The Birthday Party (1958) is one of Pinter's earliest plays, but his use of language as an open-ended weapon, and his sense of a world that's infinitely sinister and opaque, is already in full flower. Yet it's Pinter's gift to turn this into comedy — well, a kind of comedy. By rights, the play should make us laugh even as we shudder.
At McCarter, the laughter is there, at least. The company does very well by the music-hall riffs (Says Meg to Petey: "Stanley should be down for breakfast." "There's no breakfast," replies Petey. "Yes, but he doesn't know that," says Meg.) and the general sense of absurdity.

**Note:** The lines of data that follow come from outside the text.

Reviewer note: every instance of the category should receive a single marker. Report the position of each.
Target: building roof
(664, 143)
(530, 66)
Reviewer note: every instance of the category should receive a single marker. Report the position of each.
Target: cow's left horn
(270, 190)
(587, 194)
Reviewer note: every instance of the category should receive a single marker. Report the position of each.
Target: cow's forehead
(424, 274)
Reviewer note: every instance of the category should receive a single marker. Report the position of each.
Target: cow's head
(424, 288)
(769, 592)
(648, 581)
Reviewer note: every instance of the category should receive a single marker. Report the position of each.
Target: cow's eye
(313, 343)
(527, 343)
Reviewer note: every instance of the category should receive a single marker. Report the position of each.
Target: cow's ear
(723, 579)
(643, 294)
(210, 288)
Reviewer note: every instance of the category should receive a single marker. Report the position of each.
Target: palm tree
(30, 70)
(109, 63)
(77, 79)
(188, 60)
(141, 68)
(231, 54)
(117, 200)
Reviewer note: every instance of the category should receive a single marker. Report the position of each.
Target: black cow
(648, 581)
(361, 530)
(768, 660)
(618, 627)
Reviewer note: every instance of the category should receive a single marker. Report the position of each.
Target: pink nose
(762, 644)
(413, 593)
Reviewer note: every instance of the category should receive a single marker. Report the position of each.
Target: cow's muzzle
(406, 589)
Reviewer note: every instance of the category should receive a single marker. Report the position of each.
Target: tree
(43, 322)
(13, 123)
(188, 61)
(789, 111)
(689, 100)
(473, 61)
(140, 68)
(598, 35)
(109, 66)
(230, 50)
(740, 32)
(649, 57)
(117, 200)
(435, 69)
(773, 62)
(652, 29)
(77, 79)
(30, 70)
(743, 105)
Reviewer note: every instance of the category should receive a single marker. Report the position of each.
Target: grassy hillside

But the darker, more dangerous side is missing. When Goldberg advises McCann that one should "work hard and play hard," there ought to be a shiver of dread, and it's not really there.
Is it that the play has aged, or that Emily Mann's production doesn't quite get it? Probably a little of both. There's no doubting Pinter's importance, but his influence on writers from Joe Orton to Sam Shepard has paradoxically robbed his own plays of some freshness.
Mann errs in updating the action to the present (the still-war-ravaged England of the late '50s is something radically different from the present social climate), and in emphasizing the grotesqueness (a semblance of normalcy would sharpen the terror). It's also a bit too slow and hyperarticulated.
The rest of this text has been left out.